Pouco me importava o passado, queria tudo o que ainda estivesse ao alcance. Só isso e mais nada. Só eu estava seguro sobre mim mesmo. Não acreditava em bem ou mal, mas, sim, em responsabilidades. Com certeza não faria nada que ferisse alguém, a menos que fosse para me defender. Caso agredido, reagiria. Estava sedento por um pouco de vida sem problemas, limpa e livre. Colocava todas as minhas fichas em mim. Aceitei o desafio com a certeza de que o venceria. Só eu tinha essa segurança. De onde vinha? Das minhas entranhas, da minha voracidade por viver. Estava preso desde moleque, conhecia poucos metros quadrados do mundo e ficaria o resto da vida entre grades e muralhas. Não queria glória e nem dinheiro, só o suficiente para poder viver.

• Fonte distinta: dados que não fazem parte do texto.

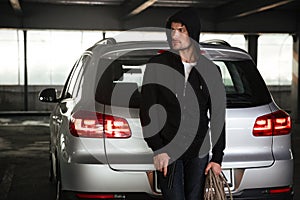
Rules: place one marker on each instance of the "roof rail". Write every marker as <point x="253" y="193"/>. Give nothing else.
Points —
<point x="107" y="41"/>
<point x="218" y="42"/>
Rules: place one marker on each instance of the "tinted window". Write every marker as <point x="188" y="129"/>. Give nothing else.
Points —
<point x="243" y="83"/>
<point x="74" y="79"/>
<point x="123" y="78"/>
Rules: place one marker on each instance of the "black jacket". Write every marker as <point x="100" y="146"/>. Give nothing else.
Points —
<point x="185" y="116"/>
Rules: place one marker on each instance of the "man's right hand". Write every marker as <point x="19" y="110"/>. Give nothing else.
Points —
<point x="161" y="162"/>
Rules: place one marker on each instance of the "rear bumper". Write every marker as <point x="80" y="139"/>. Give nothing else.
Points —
<point x="101" y="178"/>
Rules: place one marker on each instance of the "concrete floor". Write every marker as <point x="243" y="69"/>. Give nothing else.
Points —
<point x="24" y="160"/>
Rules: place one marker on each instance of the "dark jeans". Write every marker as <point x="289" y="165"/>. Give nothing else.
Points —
<point x="188" y="182"/>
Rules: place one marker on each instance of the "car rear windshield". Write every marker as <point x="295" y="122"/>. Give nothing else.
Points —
<point x="122" y="78"/>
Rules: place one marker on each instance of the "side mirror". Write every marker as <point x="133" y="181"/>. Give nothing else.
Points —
<point x="48" y="95"/>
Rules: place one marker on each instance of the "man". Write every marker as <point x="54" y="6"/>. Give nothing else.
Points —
<point x="177" y="134"/>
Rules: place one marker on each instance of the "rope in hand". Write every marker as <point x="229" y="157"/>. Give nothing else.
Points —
<point x="214" y="187"/>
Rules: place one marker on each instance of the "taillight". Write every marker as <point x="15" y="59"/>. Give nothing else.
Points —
<point x="97" y="125"/>
<point x="273" y="124"/>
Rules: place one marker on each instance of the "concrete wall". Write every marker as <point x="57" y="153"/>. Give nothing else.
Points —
<point x="12" y="98"/>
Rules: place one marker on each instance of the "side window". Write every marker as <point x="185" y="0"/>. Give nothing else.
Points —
<point x="75" y="77"/>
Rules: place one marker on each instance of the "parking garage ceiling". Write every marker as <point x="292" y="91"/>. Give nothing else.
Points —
<point x="239" y="16"/>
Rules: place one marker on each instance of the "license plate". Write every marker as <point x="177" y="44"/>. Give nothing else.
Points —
<point x="227" y="173"/>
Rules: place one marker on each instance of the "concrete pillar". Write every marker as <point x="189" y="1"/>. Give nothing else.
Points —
<point x="25" y="73"/>
<point x="295" y="98"/>
<point x="251" y="45"/>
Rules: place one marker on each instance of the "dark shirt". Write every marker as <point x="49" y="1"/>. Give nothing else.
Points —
<point x="181" y="129"/>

Ser livre era um sonho impossível, uma ilusão que combati com todas as minhas forças por décadas. Era mais fácil pensar que tinha nascido e que morreria ali.  O resto era constituído do mesmo material dos sonhos. O mundo era quimera, não existia de fato. A janela na cela mostrava um quadro que se renovava o tempo todo, apenas isso. Era o meio de vida que inventei para sobreviver.

De repente, me soltaram. Foi empolgante, emocionante, enlouquecedor. Mas nada como aquela explosão de prazer e alegria que eu imaginava que seria. Houve quem ficasse contente e quem, como os guardas, disesse: “Amanhã estará de volta, só para nos dar trabalho”.

Será que agora acreditam? Vocês que me acompanharam, porque ler é acompanhar, agradeço a fé que colocaram em mim. Vocês entenderam, ao sentir o que eu tirava da alma, das entranhas, que nunca houve risco de fato. Eu apenas fui vivendo minha vidinha de escritor, publicando meus livros, fazendo minha coluna e agora até fazendo roteiro de cinema. Passados 15 anos, jamais passei perto de uma delegacia. Será que estou aprovado? Provei que não havia risco algum em apostar em mim. E assim sigo, tranquilamente, capaz em minha vontade e em posse da minha potência. Agora porque eu quero, porque eu gosto.